Wakil Ketua DPRD Kalimantan Timur, Yenni Eviliana, menilai transformasi ke arah pembayaran non-tunai merupakan langkah yang relevan dengan perkembangan teknologi dan pola aktivitas ekonomi saat ini. Menurutnya, transaksi digital menawarkan kemudahan yang tidak dimiliki sistem tunai konvensional.
“Dengan non-tunai, orang tidak perlu membawa uang banyak. Prosesnya juga lebih cepat dan praktis,” kata Yenni.
Ia menambahkan, dari sisi keamanan, pembayaran digital dinilai mampu menekan potensi risiko kehilangan uang maupun tindak kriminal di ruang publik.
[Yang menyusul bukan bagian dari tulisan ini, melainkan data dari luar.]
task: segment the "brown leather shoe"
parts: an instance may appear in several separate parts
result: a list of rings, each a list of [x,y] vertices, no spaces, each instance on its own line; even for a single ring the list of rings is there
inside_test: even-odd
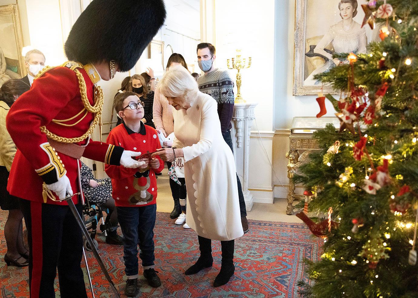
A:
[[[247,220],[246,216],[242,216],[241,217],[241,224],[242,225],[242,230],[245,234],[250,230],[248,227],[248,221]]]

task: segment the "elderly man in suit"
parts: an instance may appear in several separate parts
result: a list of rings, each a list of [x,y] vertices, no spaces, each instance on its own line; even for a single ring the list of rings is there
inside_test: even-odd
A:
[[[25,56],[25,67],[28,70],[28,74],[21,79],[31,86],[35,77],[45,67],[45,56],[39,50],[28,51]]]

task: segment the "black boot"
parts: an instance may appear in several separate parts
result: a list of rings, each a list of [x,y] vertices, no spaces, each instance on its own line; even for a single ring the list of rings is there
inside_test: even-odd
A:
[[[181,206],[180,206],[180,200],[174,199],[174,208],[170,214],[170,218],[174,219],[177,218],[181,214]]]
[[[195,274],[202,269],[212,267],[213,259],[212,258],[212,241],[204,237],[198,236],[199,240],[199,249],[200,256],[196,263],[186,270],[186,275]]]
[[[134,297],[138,293],[138,279],[128,279],[125,286],[125,295],[128,297]]]
[[[234,265],[234,240],[221,241],[222,247],[222,264],[221,270],[215,278],[213,286],[215,288],[224,285],[229,281],[235,272]]]
[[[115,244],[117,245],[123,245],[122,237],[117,235],[116,230],[107,231],[107,235],[106,236],[106,242],[108,244]]]

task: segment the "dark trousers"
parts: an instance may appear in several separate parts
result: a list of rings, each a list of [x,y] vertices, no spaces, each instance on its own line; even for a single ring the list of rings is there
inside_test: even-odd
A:
[[[87,298],[82,232],[69,207],[21,199],[20,205],[28,230],[31,297],[55,297],[58,268],[61,297]],[[81,204],[76,207],[81,214]]]
[[[144,270],[154,267],[154,227],[157,205],[143,207],[116,207],[117,219],[123,234],[125,273],[130,278],[138,275],[138,248]]]
[[[231,130],[228,129],[225,132],[222,133],[222,136],[224,139],[231,148],[231,151],[234,154],[234,149],[232,147],[232,140],[231,138]],[[238,197],[240,200],[240,211],[241,211],[241,217],[247,216],[247,210],[245,209],[245,201],[244,200],[244,194],[242,194],[242,187],[241,185],[241,181],[237,174],[237,184],[238,184]]]
[[[166,162],[167,166],[168,169],[171,167],[172,163],[170,162]],[[173,196],[173,199],[174,200],[174,204],[178,203],[179,200],[186,200],[186,196],[187,195],[187,192],[186,189],[186,179],[184,178],[177,177],[181,185],[179,185],[174,180],[171,178],[168,180],[170,181],[170,188],[171,189],[171,194]],[[181,211],[186,212],[186,206],[181,206]]]
[[[167,166],[168,169],[171,167],[172,163],[166,162]],[[185,200],[187,192],[186,189],[186,180],[184,178],[178,178],[178,181],[181,183],[179,185],[176,183],[173,179],[170,179],[170,188],[171,189],[171,194],[173,198],[175,201],[176,200]]]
Meski begitu, Yenni mengingatkan bahwa perubahan kebiasaan masyarakat tidak bisa dilakukan secara instan.
“Tidak semua masyarakat siap langsung beralih. Masih ada yang nyaman dengan uang tunai, terutama di daerah. Karena itu, penerapannya harus bertahap dan disesuaikan dengan kondisi,” jelasnya.
Yenni juga menekankan pentingnya peningkatan literasi digital seiring dorongan penggunaan transaksi non-tunai. Edukasi yang berkelanjutan, menurutnya, akan membantu masyarakat memahami manfaat serta cara penggunaan sistem pembayaran digital secara aman.
Ia berharap penguatan ekosistem transaksi non-tunai di PPU dan Paser tidak hanya mempermudah aktivitas ekonomi, tetapi juga mendorong terciptanya sistem keuangan daerah yang lebih transparan, modern, dan efisien.